Chicken, which also comes from overseas, comes from the North. Cuba is today American companies’ third buyer of frozen chicken, behind Mexico and Taiwan: 155 million dollars in 2018, sales which were made possible with the approval in Congress of a law (2000) that allowed direct commercial imports of food and agricultural inputs, but with upfront cash payment. That’s why that chicken has excess fat and “has no flavor,” as consumers say. The current crisis then is not related to the embargo/blockade, but to a rather different thing called lack of liquidity.
All of the abovementioned is a heavy burden for the population, even for sectors with regular access to remittances. The market raises its invisible hand and the inevitable occurs: the raising of prices by sellers, who have come to ask 60-70 pesos for a pound of pork which has become an identification seal of Cuban food.
Poet Guillermo Rodríguez Rivera (1943-2017) wrote in the 1990s a famous “Oda al Plan Alimentario” (Ode to the Food Plan):
The cassava, which came from Lithuania.
The mango, sweet fruit from Krakow,
The yam, which is a native of Warsaw
and the coffee that is planted in Germany.

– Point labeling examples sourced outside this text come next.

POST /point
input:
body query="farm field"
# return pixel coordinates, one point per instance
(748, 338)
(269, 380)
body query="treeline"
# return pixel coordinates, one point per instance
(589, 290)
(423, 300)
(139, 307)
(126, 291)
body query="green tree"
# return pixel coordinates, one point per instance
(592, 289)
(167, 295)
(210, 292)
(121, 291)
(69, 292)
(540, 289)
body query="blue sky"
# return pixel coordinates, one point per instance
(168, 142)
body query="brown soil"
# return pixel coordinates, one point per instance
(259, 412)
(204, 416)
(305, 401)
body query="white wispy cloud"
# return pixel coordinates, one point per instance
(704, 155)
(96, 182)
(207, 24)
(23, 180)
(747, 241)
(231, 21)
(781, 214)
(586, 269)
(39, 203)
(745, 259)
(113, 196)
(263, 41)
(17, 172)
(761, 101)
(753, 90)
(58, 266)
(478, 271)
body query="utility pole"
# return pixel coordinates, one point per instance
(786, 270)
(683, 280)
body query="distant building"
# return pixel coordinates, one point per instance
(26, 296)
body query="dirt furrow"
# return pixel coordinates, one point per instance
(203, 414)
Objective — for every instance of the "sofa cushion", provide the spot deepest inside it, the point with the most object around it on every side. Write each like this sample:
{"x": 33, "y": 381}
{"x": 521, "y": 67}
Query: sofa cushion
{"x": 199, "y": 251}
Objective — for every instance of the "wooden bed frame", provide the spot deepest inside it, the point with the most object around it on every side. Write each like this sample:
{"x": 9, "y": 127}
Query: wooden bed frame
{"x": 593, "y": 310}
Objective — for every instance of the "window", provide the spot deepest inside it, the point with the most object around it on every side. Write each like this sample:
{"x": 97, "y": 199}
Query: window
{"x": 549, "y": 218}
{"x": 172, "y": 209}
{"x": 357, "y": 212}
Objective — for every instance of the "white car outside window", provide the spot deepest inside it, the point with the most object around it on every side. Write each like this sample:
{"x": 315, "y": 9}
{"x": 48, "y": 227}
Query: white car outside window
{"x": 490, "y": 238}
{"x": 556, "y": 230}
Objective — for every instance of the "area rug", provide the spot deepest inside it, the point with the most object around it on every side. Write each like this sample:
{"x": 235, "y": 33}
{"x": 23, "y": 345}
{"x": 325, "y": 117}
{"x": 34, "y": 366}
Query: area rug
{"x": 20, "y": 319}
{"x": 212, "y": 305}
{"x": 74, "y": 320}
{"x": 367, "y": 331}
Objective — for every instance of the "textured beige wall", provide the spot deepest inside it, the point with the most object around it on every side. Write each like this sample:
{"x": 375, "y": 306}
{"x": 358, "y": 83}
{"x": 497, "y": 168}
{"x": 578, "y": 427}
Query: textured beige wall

The yellow taro from Romania,
the Moldavian sweet potato and its sweetness;
from Siberia the mamey with its texture
and the green plantain the Ukraine grows.
All that is missing, and not because of us.
To meet the Food Plan
a strong, intense battle is being waged.
And we have the first sign
that the necessary effort is being made:
There’s food on TV and in the press.
In an economy trapped between structural deficits, zigzags and setbacks, with a lack of investment, unproductiveness and inefficiency, and with decades of vertical decision making, voluntarism, excess controls and Egyptian pyramids, the liberation of the productive forces continues being the great unresolved problem
“We cannot solve our problems with the same thinking we used when we created them,” Albert Einstein once said.